Organisatorisch ist die Versandabteilung in den Vertrieb eingegliedert. Richtig gelesen: die Arbeit der Versandabteilung beginnt im Vertrieb. Bereits während der Angebotsphase unterstützt der Versand die Sachbearbeitungsabteilungen des Vertriebs mit der Kalkulation von Transportlösungen, Sonderverpackungen und Aufwänden für kundenspezifische Versand- und Konservierungsvorschriften. Der Versand beurteilt, ob eine spezielle Kundenvorschrift durch eine bestehende oder entsprechend modifizierte Versand-/Verpackungsnorm reklamationsfrei realisiert werden kann.
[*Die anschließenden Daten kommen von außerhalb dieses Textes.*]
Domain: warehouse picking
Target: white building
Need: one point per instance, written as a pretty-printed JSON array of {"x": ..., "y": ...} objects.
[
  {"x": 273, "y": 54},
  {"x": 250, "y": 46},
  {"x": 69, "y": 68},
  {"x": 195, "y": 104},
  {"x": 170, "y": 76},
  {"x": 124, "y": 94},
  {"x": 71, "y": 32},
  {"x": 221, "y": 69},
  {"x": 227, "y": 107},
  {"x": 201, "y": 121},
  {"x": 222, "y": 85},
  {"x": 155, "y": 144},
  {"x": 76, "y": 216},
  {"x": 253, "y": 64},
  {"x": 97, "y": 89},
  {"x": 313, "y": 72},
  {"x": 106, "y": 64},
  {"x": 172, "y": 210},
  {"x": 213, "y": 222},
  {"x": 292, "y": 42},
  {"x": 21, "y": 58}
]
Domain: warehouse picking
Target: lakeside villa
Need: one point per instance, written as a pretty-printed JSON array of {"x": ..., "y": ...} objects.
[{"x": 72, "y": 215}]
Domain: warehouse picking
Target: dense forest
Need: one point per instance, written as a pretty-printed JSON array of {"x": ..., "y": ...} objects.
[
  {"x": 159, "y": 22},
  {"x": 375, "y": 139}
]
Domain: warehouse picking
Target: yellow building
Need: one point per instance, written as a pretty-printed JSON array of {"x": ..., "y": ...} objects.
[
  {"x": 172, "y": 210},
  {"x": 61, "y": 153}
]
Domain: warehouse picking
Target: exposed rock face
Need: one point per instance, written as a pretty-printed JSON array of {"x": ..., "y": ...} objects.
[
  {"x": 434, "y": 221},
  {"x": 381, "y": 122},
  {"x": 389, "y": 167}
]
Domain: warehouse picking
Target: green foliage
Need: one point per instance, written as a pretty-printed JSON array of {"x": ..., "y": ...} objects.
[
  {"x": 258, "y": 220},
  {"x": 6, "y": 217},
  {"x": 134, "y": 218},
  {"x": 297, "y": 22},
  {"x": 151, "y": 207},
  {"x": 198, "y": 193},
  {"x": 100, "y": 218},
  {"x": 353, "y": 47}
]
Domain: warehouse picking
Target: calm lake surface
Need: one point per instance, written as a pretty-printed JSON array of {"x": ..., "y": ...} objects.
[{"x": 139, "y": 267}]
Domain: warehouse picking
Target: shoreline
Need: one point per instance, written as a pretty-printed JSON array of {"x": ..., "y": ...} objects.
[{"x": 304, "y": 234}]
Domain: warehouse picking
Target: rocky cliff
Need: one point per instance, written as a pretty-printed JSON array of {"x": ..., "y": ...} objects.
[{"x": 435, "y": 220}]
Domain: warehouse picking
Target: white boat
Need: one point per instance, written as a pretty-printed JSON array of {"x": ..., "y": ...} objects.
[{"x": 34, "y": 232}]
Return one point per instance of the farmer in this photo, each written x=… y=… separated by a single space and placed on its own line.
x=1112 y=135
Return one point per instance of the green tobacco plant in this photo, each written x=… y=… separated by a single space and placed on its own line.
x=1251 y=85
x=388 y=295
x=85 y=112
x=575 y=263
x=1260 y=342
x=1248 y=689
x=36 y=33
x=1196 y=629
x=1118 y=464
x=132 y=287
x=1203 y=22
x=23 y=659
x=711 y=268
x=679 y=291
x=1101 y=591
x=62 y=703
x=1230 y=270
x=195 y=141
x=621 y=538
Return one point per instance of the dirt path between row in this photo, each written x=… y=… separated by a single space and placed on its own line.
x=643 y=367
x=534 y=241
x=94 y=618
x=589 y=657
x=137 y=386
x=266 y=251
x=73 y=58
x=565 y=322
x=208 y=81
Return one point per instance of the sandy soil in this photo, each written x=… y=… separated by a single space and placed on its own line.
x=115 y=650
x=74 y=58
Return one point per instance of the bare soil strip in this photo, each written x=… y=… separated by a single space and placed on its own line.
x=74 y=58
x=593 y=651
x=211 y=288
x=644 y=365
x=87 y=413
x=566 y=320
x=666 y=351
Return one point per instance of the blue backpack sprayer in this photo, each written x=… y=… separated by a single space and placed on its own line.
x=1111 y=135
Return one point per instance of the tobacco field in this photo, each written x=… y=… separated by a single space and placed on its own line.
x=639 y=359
Infrage kommende Transportarten müssen so gewählt werden, dass unnötige Umschlagsvorgänge vermieden werden, die das Schadensrisiko erhöhen. Im weltweiten Versand spielen Klimazonen eine wichtige Rolle für die Wahl des angemessenen Korrosionsschutzes von Walzen und Formgussteilen. Transport- und Lagerzeiten sind zu berücksichtigen. All diese Überlegungen münden in eine möglichst günstige Kosten-Kalkulation für die anzubietende Versandlösung.

Die Kooperation zwischen Vertrieb und Versand geht im Auftragsfall weiter. Individualverpackungen müssen über den Einkauf rechtzeitig bestellt werden. Während IRLE-Produkte durch die Endfertigung laufen, beginnt die heiße Phase des Versandprozesses. Speditionsaufträge, Dokumente für die Zollabfertigung und Frachtpapiere werden im Vertrieb erstellt und an den Versand übergeben.

Sind die fertig bearbeiteten und geprüften Walzen und Formgussteile vorschriftsmäßig verpackt, erfolgt die Meldung der Versandbereitschaft an die beauftragten Frachtführer und Selbstabholer.

Der Schlussakt ist das Verladen, bei dem der Versand mitverantwortlich ist für die vorschriftsmäßige und sichere Beladung der LKW. Höhepunkte in der Versandarbeit sind immer wieder die Realisierung von Schwertransporten mit über 100 Tonnen Bruttogewicht. Sonderverpackungen, Krankapazitäten, Fahrzeugbauart, Verfügbarkeit und Abmessungen sind für eine korrekte Verladung festzulegen und mit dem Transportunternehmen abzustimmen. Etwa drei Wochen Abwicklung benötigen Routenplanung, Dringlichkeitsbescheinigungen und Genehmigungsverfahren.

Wenn dann über 100 t Versandgewicht auf den Tieflader gehievt und vom Hof gefahren sind, wurde in der Tat "Großes" geleistet.

Eine jährliches Versandaufkommen von rund 15.000 Tonnen Gewicht verteilt auf etwa 1.200 Werkstücke, beschreibt eindrucksvoll die fachliche Herausforderung der sechs Mitarbeiter im Versand.